Kind of looks like the drawing I did for what I think this studio looks like.
What I think I need to do in order to learn what it is I want to learn:
I need to start planning. Collating everything I’ve learnt this semester and work out how to put this into something I can show (through the medium of film) – as Adrian says, creating and inventing is about ‘bringing things together into new constellations’.
So…with this, making media to me is not yet a habit and practice as the way language is. But it can be, by doing it a lot. I need to start making stuff, even if it doesn’t end up in my final assessment.
Gone are the days when content had to be generic in order to reach a bigger audience. Gone are the days of expensive resource intensive big grand monumental media companies. We are living in a post industrial media era where the landscape is unknowable.

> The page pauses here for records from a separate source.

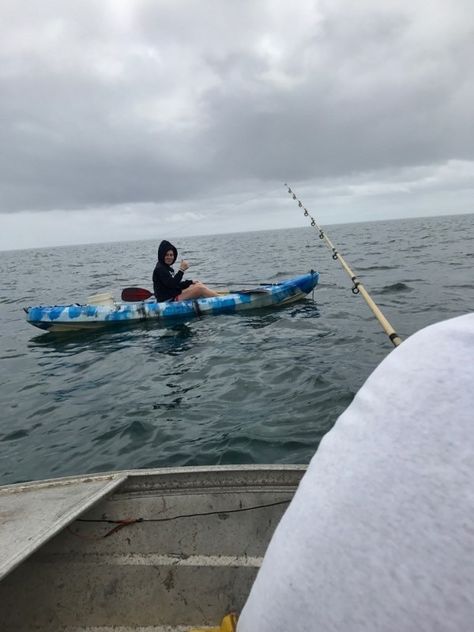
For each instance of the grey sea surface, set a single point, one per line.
(256, 387)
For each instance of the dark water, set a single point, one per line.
(257, 388)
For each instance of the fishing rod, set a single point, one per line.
(357, 287)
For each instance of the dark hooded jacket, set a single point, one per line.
(166, 284)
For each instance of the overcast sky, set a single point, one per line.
(131, 119)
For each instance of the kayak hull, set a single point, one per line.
(74, 317)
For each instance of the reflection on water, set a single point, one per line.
(243, 388)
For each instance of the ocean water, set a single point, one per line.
(262, 387)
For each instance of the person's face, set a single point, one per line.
(169, 257)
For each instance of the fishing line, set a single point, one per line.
(357, 285)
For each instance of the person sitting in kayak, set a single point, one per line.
(169, 286)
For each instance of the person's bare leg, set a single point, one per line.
(196, 290)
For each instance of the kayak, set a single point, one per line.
(75, 316)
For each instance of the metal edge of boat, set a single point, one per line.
(159, 549)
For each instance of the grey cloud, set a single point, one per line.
(102, 105)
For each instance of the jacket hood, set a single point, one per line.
(163, 249)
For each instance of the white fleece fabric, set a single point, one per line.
(380, 534)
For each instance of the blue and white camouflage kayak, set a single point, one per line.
(74, 317)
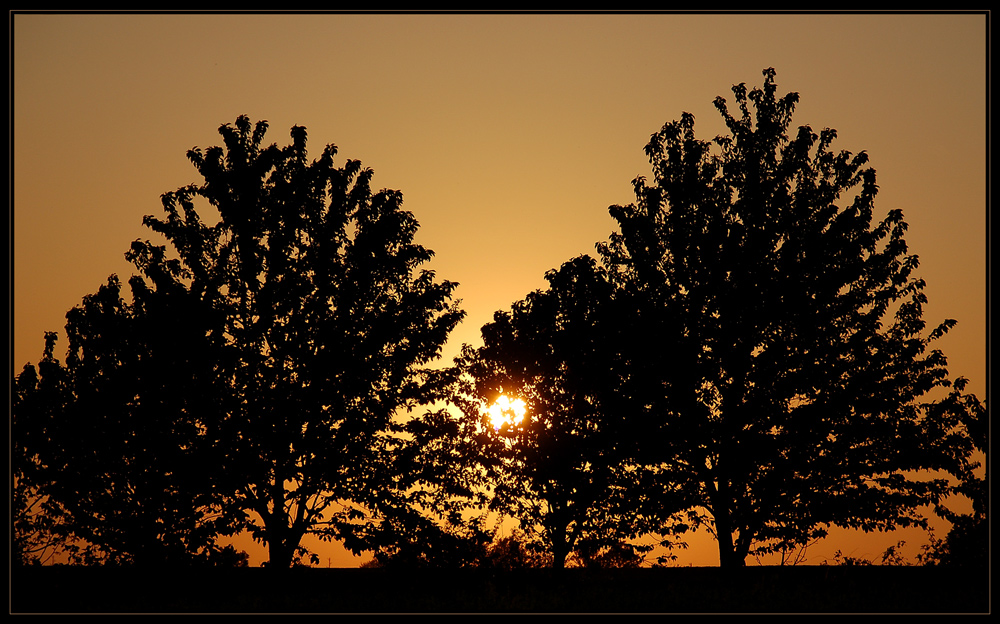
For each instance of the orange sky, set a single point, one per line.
(509, 135)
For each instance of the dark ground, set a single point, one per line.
(813, 589)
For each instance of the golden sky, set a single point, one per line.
(509, 135)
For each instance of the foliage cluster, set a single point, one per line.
(748, 354)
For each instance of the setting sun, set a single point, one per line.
(505, 410)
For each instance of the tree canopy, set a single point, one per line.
(784, 359)
(308, 325)
(561, 459)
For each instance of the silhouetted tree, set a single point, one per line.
(568, 471)
(38, 522)
(779, 352)
(307, 327)
(967, 543)
(114, 441)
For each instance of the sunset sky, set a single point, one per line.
(508, 135)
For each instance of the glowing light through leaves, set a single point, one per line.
(506, 411)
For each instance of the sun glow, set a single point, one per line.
(505, 410)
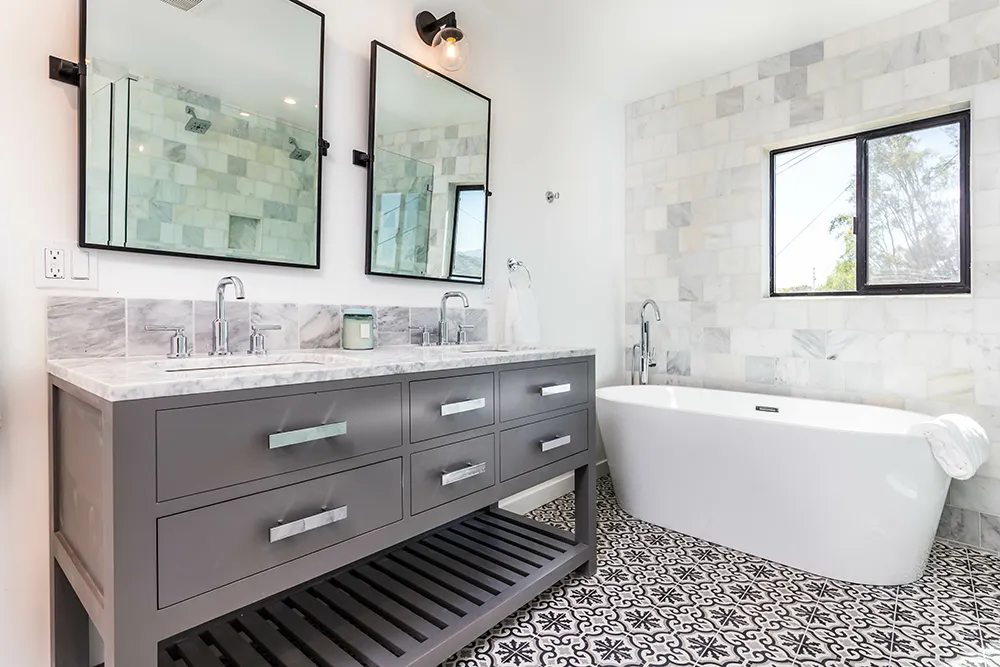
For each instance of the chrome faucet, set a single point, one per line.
(647, 353)
(443, 335)
(220, 328)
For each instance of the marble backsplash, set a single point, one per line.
(115, 327)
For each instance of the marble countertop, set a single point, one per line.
(127, 379)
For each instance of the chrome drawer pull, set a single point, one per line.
(556, 443)
(286, 530)
(279, 440)
(465, 473)
(465, 406)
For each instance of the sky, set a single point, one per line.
(811, 189)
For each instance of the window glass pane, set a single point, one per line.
(914, 197)
(814, 209)
(470, 230)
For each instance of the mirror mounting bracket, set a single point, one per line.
(64, 71)
(362, 159)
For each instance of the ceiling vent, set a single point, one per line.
(186, 5)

With the internet the cost of distribution = 0
Cost of production = as much as a smartphone.
If media nowadays doesn’t have ‘porous edges’ in that it can be continually adapted and transformed it will fail – Like myspace..poor murdoch.
We can generate legitimate artefacts out of processes that are arbitrary – but still work.
We played the game exquisite corpse which was my first time.
This helped us to understand procedural work – To familiarise ourselves with making work that might itself be unspectacular, but what matters is knowing the rules. If you look at these without understanding the game (drawing something, folding the paper and giving it to someone else) they’re pretty weird and not that impressive.
There is no emphasis on the finished work of our soundscapes and videos. Its about the rule or constraint we set ourselves and once you define the rule its infinitely repeatable.
Blue Poles is a significant painting because of its political backstory – it has a place in Australian history. Its a marker of the flourishing abstract expressionist movement in 1950s New York.
If Blue Poles was on the ground in the laneway outside the gallery – you’d probably walk over it. The initial conditions matter.
If we understand the world as a dense truculent clamour of things then what would it be to use the form of documentary to try and show that. Not explain but acknowledge the legitimate clamouring of all this stuff.
If everything is messy and complex then documentaries should account for it and not conceal it behind abstraction and generalisations.
Stories matter but they are a human cultural device. Documentary as a non-fiction practice should not be about something but should be with something.
We don’t need more people telling us what they think about stuff. We need more ways of letting things speak for themselves.